The one formerly known as the art student (TOFKATAS) and I are just back from a short weekend in Canberra – overnight in a wotif mystery hotel, and most of the rest of the time at the National Gallery.
The gallery’s new Aboriginal and Torres Strait Islander rooms are just fabulous, and I hope to spend a lot more time in them. From early Papunya boards to the work of urban Aboriginal artists, the collection is dizzyingly rich, and the presentation is superb. And occasionally it got personal. Tony Albert’s ‘Ash on Me‘, for one tiny example, consists of the words ‘Ash on me’ painted on the wall and, as you might not be able to tell from the photograph at the link, decorated with actual ashtrays, most of them with images of Aboriginal faces or figures, some with Australian flora or fauna. It’s a powerful statement in anyone’s terms, but I was grabbed by the throat when I saw this on the S:
In case you can’t see, it’s a kookaburra with the words ‘Innisfail Qld’. It was borne in on me that this was an object from my Innisfail childhood, that ashtrays just like these with cute, noble, comical or otherwise stereotyped Aboriginal figures were an unquestioned part of the world I grew up in. I was implicated.

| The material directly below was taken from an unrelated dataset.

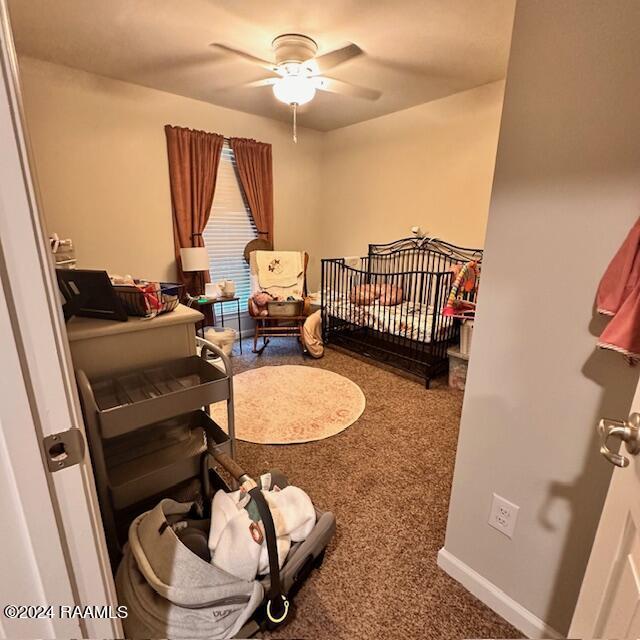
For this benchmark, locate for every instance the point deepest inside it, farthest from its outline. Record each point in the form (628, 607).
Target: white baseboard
(506, 607)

We also spent time with James Turrell’s ‘skypace’ Within Without, which from the outside looks like an artificial grassy hill with a rock dome rising from the middle of it, approached by a path between expanses of water. Inside, it’s an ochre pyramid with a huge basalt stupa in the middle, surrounded by eerily turquoise water. The space is filled with the sound of water overflowing. You walk across a flat bridge to enter the stupa – around its inside wall is a bench that seats about 20 people. The bench, it turns out, is heated. There’s a large oculus (a word I know from the Pantheon in Rome) in the middle of the roof, and a patch of coloured stone in the middle of the floor. If I hadn’t been introduced to Turrell’s work on Naoshima in Japan a couple of years ago, I might have had a quick look and moved on, because nothing much was happening. But we sat for at least an hour, and watched the oculus as its patch of sky grew deeper and deeper blue until it was pitch black against the whiteness of the inner wall, which we gradually realised has its own light source, and wasn’t somehow trapping light from outside. The sky couldn’t really be as black as it looked to us, I thought, and announced that I was gong to take a stroll around the inside of the triangle. I walked out the door of the stupa and, looking up at the deep blue, starry sky, took a step to the right – up to my calves in now invisible water. Fully shamefaced, I went back to my place on the heated bench, took my shoes and socks off and endured the amiable mockery of what had become a small community of Turrellites.
If you’re in Canberra, I do recommend that you spend time in the Aboriginal and Torres Strait Islander Galleries, and that you let the James Turrell space work on you – but take seriously the signage saying that the work of art does not meet Australian Safety Standards for Buildings.